De fato, a adoção não muda o relacionamento. Adoção não põe fim à relação consanguínea familiar, nem cria por si só um relacionamento entre o adotado e os pais adotivos. Todas as regras para o relacionamento consanguíneo permanecem válidas: o filho, por exemplo, continua a ser “mahram”, isto é, permanece vedado para casar-se com alguém de sua família consanguínea; continua também o seu direito de herdar de seus familiares consanguíneos. (Cabe notar que, no atual sistema de adoção ocidental, é perfeitamente possível que um adotado venha a se casar com uma irmã consanguínea, por exemplo). As regras existentes entre pessoas não relacionadas familiarmente permanecem igualmente válidas. A adoção não cria a isenção própria ao estado de “Mahram”: uma jovem adotada tem de observar o uso do hijab na presença de seu pai adotivo ou de seus irmãos por adoção. De modo semelhante, a mãe e as irmãs de um filho adotado têm de observar o uso do hijab em sua presença. O filho adotado pode inclusive, casar com uma filha dos pais que o adotaram.

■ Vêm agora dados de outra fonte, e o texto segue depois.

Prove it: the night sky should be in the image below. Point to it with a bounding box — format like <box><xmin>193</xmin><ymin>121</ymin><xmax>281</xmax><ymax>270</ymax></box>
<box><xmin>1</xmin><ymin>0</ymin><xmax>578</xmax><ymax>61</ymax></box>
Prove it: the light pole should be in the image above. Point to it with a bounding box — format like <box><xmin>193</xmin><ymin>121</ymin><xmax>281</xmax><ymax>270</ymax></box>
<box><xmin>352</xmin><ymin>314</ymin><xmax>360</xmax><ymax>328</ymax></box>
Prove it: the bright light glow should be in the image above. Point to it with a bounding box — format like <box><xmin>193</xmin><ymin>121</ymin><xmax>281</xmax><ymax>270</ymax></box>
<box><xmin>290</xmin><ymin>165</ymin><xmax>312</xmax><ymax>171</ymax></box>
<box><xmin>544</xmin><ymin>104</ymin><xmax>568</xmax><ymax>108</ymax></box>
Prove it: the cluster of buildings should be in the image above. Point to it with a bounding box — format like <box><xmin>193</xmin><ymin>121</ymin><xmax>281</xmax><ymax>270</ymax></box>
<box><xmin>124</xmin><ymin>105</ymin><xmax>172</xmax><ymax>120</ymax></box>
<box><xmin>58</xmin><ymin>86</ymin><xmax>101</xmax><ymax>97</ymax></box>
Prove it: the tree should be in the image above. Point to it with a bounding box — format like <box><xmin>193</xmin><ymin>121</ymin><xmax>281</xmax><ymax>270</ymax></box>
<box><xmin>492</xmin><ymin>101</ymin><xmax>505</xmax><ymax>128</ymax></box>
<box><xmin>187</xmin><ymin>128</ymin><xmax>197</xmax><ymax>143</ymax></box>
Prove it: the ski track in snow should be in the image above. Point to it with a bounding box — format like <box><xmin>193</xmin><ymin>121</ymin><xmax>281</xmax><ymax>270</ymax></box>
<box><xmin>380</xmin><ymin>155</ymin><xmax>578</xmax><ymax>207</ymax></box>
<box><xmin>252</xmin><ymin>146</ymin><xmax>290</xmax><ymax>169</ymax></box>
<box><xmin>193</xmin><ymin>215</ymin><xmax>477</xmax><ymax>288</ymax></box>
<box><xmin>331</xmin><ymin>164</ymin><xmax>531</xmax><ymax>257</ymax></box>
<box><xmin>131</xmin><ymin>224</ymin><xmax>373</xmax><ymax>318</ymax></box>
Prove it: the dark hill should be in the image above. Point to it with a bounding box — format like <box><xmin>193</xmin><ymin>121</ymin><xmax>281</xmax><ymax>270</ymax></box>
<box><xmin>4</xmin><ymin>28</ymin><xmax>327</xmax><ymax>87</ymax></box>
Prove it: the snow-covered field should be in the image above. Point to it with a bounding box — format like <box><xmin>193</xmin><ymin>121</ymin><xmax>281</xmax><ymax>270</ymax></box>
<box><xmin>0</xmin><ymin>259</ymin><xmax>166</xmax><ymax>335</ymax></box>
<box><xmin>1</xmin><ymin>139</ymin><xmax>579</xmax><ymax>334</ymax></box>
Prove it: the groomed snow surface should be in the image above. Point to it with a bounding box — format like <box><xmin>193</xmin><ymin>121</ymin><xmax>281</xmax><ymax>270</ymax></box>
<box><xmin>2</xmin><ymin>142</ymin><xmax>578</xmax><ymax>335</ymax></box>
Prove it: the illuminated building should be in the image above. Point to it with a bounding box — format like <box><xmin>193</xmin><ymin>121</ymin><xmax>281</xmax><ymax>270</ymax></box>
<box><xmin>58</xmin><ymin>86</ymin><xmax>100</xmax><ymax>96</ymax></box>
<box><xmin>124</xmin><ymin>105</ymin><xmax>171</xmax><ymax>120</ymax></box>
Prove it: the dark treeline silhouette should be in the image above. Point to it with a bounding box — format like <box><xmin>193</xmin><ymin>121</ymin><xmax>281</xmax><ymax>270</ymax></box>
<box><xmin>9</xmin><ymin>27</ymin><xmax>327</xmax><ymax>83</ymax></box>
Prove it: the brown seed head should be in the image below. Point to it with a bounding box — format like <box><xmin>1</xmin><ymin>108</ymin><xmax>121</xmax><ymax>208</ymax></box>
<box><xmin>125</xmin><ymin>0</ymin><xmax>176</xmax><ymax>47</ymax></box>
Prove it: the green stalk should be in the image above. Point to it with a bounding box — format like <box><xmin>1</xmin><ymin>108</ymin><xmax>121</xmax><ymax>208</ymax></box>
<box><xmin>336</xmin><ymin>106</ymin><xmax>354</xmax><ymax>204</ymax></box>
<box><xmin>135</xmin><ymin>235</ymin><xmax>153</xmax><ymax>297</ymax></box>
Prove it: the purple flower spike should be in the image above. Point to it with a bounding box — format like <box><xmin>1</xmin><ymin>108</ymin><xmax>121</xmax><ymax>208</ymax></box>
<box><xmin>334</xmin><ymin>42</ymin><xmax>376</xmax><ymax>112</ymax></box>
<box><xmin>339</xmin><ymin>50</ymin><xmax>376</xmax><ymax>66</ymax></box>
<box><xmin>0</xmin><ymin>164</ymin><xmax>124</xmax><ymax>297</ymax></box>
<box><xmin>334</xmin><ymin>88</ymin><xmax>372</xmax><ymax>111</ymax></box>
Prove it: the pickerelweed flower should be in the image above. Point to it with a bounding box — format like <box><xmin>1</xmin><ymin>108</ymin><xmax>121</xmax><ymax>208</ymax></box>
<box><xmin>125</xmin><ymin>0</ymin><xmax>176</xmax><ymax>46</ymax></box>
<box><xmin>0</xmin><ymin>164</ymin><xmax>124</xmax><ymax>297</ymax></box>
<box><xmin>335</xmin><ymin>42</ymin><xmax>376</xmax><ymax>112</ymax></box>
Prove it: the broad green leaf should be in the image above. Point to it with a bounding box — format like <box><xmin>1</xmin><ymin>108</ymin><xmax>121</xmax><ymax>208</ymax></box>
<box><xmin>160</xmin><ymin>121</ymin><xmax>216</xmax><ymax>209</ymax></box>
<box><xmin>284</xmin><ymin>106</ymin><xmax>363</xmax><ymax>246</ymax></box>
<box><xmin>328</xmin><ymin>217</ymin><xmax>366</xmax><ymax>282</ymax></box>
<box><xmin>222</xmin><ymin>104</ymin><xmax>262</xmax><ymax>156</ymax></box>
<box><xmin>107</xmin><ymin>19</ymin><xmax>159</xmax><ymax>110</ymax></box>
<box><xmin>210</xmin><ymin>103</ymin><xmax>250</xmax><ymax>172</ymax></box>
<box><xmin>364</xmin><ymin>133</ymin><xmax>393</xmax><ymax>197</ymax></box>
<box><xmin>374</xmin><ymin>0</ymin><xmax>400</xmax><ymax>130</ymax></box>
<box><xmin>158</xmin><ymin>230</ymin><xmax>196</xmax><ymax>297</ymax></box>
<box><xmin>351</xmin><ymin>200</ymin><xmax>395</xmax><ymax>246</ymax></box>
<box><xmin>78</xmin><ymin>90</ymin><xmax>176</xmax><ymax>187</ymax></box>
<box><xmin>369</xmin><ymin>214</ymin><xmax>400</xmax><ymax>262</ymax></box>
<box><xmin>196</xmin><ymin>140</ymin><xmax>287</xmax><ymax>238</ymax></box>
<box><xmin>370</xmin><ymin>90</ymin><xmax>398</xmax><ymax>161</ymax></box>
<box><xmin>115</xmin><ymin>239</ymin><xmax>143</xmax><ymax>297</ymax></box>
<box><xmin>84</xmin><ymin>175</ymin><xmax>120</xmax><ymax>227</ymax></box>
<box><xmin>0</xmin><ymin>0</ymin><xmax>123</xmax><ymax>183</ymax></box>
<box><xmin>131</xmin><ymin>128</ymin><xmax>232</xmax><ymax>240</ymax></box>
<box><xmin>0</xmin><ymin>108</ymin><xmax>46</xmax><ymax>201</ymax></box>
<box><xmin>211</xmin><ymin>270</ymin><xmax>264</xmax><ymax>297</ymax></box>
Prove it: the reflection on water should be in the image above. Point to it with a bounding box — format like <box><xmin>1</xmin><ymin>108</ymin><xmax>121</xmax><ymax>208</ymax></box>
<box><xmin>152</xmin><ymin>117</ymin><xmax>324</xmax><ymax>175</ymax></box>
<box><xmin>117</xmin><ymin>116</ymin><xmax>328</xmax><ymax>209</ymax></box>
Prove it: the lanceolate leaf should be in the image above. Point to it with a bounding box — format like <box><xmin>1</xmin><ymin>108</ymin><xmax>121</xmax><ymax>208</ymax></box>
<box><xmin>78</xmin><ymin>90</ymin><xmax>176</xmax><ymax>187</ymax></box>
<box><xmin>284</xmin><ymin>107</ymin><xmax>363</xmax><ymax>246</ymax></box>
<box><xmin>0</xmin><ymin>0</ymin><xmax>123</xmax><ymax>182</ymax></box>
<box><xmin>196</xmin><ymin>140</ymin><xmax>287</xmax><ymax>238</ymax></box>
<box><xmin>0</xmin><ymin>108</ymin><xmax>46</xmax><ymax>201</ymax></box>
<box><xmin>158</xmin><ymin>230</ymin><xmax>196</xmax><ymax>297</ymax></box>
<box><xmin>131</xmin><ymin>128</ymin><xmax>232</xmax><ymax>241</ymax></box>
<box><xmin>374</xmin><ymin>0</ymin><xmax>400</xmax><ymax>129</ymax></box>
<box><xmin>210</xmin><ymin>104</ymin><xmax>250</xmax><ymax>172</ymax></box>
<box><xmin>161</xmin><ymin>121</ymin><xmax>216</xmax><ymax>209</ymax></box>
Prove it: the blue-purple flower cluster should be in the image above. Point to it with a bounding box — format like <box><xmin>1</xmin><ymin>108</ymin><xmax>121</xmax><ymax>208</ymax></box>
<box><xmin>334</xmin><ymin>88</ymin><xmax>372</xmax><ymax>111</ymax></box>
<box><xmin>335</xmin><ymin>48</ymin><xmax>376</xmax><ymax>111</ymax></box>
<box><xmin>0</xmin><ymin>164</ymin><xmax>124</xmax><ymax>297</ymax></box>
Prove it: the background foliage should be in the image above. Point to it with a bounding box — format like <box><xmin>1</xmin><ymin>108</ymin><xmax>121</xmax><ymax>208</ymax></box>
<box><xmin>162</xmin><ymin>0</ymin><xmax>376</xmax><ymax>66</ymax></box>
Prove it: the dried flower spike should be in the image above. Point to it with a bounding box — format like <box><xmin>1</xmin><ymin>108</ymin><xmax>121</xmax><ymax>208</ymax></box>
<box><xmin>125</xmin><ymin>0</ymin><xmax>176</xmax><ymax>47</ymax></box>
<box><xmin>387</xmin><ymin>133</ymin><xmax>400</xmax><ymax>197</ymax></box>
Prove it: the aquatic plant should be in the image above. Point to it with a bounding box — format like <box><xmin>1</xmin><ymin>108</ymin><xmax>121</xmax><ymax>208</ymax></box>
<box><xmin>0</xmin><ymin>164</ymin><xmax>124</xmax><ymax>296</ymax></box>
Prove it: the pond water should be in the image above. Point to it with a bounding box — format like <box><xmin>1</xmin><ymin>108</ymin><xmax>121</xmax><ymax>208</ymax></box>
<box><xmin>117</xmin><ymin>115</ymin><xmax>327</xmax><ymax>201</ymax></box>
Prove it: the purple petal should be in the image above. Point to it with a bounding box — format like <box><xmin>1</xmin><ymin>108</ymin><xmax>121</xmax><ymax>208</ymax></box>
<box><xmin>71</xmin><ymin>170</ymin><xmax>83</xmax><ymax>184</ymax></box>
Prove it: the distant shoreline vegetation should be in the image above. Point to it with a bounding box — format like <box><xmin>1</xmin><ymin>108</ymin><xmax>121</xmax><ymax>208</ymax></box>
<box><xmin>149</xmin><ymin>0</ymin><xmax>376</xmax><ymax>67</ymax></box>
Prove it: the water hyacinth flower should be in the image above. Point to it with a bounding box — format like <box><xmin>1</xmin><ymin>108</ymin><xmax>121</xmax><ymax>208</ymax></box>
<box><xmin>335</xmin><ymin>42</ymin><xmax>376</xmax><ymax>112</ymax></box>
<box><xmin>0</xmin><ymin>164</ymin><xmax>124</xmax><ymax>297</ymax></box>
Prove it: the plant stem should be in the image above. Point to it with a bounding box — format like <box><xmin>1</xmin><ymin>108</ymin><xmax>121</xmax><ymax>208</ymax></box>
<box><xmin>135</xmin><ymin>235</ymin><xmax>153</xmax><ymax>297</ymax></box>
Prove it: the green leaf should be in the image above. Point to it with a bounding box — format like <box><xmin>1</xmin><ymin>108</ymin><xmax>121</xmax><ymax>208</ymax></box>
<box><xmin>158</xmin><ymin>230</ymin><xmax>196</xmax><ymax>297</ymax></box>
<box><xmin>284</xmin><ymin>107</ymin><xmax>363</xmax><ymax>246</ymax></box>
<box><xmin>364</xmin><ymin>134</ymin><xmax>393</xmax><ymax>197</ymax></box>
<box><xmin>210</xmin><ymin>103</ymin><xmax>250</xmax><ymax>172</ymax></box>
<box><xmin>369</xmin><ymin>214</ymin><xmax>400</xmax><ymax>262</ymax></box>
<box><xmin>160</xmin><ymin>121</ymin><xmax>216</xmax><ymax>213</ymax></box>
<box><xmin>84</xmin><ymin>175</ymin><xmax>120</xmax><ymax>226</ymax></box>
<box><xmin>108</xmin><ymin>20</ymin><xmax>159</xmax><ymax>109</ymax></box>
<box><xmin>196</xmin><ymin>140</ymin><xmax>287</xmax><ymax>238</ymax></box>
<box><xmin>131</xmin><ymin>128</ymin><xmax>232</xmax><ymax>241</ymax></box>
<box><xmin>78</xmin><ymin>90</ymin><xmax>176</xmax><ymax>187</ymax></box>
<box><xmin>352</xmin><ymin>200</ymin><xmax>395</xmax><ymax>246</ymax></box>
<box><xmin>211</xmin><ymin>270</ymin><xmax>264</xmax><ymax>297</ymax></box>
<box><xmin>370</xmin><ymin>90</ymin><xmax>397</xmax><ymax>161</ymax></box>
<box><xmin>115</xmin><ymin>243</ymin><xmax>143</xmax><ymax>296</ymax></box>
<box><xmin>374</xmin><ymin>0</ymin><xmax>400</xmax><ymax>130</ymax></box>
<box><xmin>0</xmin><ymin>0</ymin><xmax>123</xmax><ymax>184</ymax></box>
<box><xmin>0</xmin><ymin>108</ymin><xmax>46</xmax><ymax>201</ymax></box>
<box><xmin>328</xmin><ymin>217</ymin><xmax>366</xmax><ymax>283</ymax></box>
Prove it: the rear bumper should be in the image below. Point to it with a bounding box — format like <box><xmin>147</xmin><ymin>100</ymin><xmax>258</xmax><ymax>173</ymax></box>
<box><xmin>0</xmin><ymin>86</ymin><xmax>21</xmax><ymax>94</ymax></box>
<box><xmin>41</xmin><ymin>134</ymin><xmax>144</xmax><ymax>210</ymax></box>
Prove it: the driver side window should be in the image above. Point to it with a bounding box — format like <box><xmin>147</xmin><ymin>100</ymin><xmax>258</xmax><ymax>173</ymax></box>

No Islam, as normas de herança baseiam-se nos laços consanguíneos:

“…os parentes consanguíneos têm prioridade em herdar uns dos outros, (tal como está prescrito) no Livro de Deus.” (Alcorão Sagrado 8:75)

Contudo, os pais adotivos podem sempre usar o critério de reservar um terço de sua propriedade para o filho adotado.

Há somente um tipo de adoção na qual uma relação semi-familiar (e laço mahram) é criado: quando o adotado tem menos de dois anos, sendo portanto, amamentado pela mãe adotiva, ao menos por uma noite ou um dia. Nesse caso, uma relação especial é criada; e o filho adotivo se torna “mahram” para os integrantes da família que o tenha adotado. Em tal situação o uso do hijab na presença dele se torna desnecessário para as mulheres da família, uma vez que o casamento entre o adotado e as irmãs adotivas se torna proibido. Entretanto, o laço por amamentação não dá o direito de herança (sempre permanecendo o direito dos pais adotivos de, espontaneamente, legar um terço dos bens ao filho adotivo).

Notas

1- A isenção do hijab, nas condições familiares estabelecidas na sharia’h, não impede que as muçulmanas adotem um comportamento moral e decente no modo de se vestir.

2- Embora soe estranho aos costumes ocidentais, devemos saber que as regras do hijab diante de um irmão adotivo também se aplicam em outros casos. Por exemplo, quando dois irmãos casados habitam com suas famílias numa mesma casa, suas esposas e filhas que alcançaram a puberdade têm que observar o uso do hijab e roupas decentes.